Janet Cardiff had a moment's inward struggle, and yielded. She would let Elfrida believe it had been that. After all it was partly true, and her lips refused absolutely to say the rest.
"Yes, it must have hurt you—more, perhaps, than I can guess." Elfrida's eyes grew wet and her voice shook. "But I can't understand your retaliating that way, if you didn't believe what you said. And if you believed it, what more is there to say?"
Janet felt herself possessed by an intense sensation of playing for stakes, unusual, exciting, and of some personal importance. She did not pause to regard her attitude from any other point of view; she succumbed at once, not without enjoyment, to the necessity for diplomacy. Under its rush of suggestions her conscience was only vaguely restive. To-morrow it would assert itself; unconsciously she put off paying attention to it until then. Elfrida must come back to her. For the moment the need was to choose her plea.

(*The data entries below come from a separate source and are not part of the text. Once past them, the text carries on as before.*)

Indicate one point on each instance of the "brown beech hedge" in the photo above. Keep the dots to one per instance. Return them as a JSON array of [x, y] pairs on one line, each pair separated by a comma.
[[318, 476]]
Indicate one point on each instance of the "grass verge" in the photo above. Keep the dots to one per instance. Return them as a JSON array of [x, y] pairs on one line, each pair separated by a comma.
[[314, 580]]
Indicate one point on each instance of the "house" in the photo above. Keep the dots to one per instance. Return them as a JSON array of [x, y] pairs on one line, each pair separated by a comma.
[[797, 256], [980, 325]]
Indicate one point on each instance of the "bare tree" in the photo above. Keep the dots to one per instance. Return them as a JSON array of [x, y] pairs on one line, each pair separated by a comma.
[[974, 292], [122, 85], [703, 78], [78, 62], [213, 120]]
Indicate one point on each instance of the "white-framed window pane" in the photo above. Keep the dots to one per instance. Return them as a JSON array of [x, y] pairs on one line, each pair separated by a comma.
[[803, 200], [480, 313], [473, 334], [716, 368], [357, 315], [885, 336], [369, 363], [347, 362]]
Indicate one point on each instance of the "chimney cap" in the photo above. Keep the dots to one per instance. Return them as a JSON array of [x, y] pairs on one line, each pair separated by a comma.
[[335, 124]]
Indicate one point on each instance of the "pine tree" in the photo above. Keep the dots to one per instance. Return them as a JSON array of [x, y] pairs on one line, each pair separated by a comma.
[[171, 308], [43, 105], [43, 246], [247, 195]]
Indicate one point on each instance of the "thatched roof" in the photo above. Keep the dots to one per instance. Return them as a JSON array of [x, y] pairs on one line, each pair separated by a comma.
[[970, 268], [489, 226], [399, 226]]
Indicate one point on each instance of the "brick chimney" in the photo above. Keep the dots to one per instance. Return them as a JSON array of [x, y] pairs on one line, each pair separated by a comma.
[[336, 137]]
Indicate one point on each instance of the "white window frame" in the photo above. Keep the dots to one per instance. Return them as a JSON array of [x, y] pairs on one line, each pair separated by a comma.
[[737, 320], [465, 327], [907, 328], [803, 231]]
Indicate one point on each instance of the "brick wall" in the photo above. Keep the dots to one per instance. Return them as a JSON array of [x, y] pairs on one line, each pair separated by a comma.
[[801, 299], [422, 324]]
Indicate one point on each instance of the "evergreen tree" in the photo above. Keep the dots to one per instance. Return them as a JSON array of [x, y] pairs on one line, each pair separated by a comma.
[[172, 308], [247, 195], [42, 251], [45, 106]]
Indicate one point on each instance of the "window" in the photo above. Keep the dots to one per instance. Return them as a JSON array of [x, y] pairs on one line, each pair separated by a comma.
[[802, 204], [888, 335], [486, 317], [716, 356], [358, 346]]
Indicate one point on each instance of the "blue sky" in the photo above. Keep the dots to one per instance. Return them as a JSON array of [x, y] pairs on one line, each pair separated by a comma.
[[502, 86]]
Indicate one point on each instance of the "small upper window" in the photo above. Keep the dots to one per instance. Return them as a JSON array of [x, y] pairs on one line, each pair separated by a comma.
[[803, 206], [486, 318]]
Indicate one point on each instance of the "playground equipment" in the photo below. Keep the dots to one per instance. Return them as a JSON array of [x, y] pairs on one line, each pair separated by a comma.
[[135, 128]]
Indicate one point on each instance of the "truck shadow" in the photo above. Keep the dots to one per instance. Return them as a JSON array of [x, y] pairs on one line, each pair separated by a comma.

"It seems to me," she said slowly, "that there is something between us which is indestructible, Frida. We didn't make it, and we can't unmake it. For my part, I think it is worth our preserving, but I don't believe we could lose it if we tried. You may put me away from you for any reason that seems good to you, as far as you like, but so long as we both live there will be that something, recognized or unrecognized. All we can do arbitrarily is to make it a joy or a pain of it. Haven't you felt that?"
The other girl looked at her uncertainly. "I have felt it sometimes," she said, "but now it seems to me that I can never be sure that there is not some qualification in it—some hidden flaw."
"Don't you think it's worth making the best of? Can't we make up our minds to have a little charity for the flaws?"
Elfrida shook her head. "I don't think I'm capable of a friendship that demands charity," she said.
"And yet, whether we close each other's lips or not, we will always have things to say, the one to the other, in this world. Is it to be dumbness between us?"
There was a moment's silence in the room—a crucial moment, it seemed to both of them. Elfrida sat against the table with her elbows among its litter of paged manuscript, her face hidden in her hands. Janet rose and took a step or two toward her. Then she paused, and looked at the little bronze image on the table instead. Elfrida was suddenly shaken by deep, indrawn, silent sobs.
"It is finished, then," Janet said softly; "we are to separate for always, Buddha, she and I. She will not know any more of me nor I of her—it will be, so far as we can make it, like the grave. You must belong to a strange world, Buddha, always to smile!" She spoke evenly quietly, with, restraint, and still she did not look at the convulsively silent figure in the chair. "But I am glad you will always keep that face for her, Buddha. I hope the world will, too, our world that is sometimes more bitter than you can understand. And I say good-by to you, for to her I cannot say it." And she turned to go.